[tip:sched/numa] mm: Change copy_page_range() to take two vma arguments

From: tip-bot for Peter Zijlstra
Date: Fri May 18 2012 - 06:40:52 EST


Commit-ID: 717a4cdb5f6b57e2b463c6fec63a1508d19d1f41
Gitweb: http://git.kernel.org/tip/717a4cdb5f6b57e2b463c6fec63a1508d19d1f41
Author: Peter Zijlstra <a.p.zijlstra@xxxxxxxxx>
AuthorDate: Tue, 15 May 2012 23:49:53 +0200
Committer: Ingo Molnar <mingo@xxxxxxxxxx>
CommitDate: Fri, 18 May 2012 08:16:26 +0200

mm: Change copy_page_range() to take two vma arguments

Since copy_page_range() copies from one vma into another, pass it the
two VMAs.

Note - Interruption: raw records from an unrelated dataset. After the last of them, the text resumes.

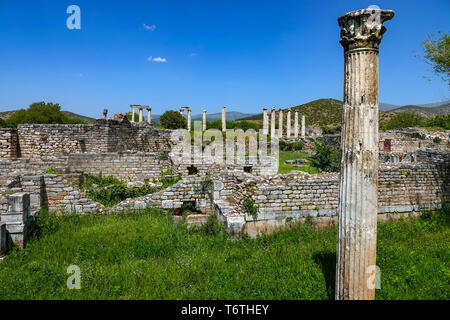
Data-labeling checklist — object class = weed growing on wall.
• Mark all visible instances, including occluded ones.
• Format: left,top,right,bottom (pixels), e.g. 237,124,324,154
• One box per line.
81,172,181,207
243,196,259,220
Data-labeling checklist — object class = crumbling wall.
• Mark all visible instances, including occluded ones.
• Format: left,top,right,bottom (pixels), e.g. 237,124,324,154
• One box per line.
0,128,19,159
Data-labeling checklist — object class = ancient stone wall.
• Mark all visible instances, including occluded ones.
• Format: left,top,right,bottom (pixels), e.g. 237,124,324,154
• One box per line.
64,153,171,182
218,152,449,236
16,119,172,160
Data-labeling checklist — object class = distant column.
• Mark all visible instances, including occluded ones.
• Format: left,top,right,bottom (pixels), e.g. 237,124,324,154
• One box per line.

This makes dst_vma available inside the callchain and allows
for per vma rss accounting later on.

Signed-off-by: Peter Zijlstra <a.p.zijlstra@xxxxxxxxx>
Cc: Suresh Siddha <suresh.b.siddha@xxxxxxxxx>
Cc: Paul Turner <pjt@xxxxxxxxxx>
Cc: Dan Smith <danms@xxxxxxxxxx>
Cc: Bharata B Rao <bharata.rao@xxxxxxxxx>
Cc: Lee Schermerhorn <Lee.Schermerhorn@xxxxxx>
Cc: Christoph Lameter <cl@xxxxxxxxx>
Cc: Rik van Riel <riel@xxxxxxxxxx>
Cc: Andrea Arcangeli <aarcange@xxxxxxxxxx>
Cc: Andrew Morton <akpm@xxxxxxxxxxxxxxxxxxxx>
Cc: Linus Torvalds <torvalds@xxxxxxxxxxxxxxxxxxxx>
Link: http://lkml.kernel.org/n/tip-7hq9q1dctjz61gosc1tqnse5@xxxxxxxxxxxxxx
Signed-off-by: Ingo Molnar <mingo@xxxxxxxxxx>
---
include/linux/huge_mm.h | 9 ++---
include/linux/mm.h | 3 +-
kernel/fork.c | 2 +-
mm/huge_memory.c | 8 ++--
mm/memory.c | 77 ++++++++++++++++++++++------------------------
5 files changed, 47 insertions(+), 52 deletions(-)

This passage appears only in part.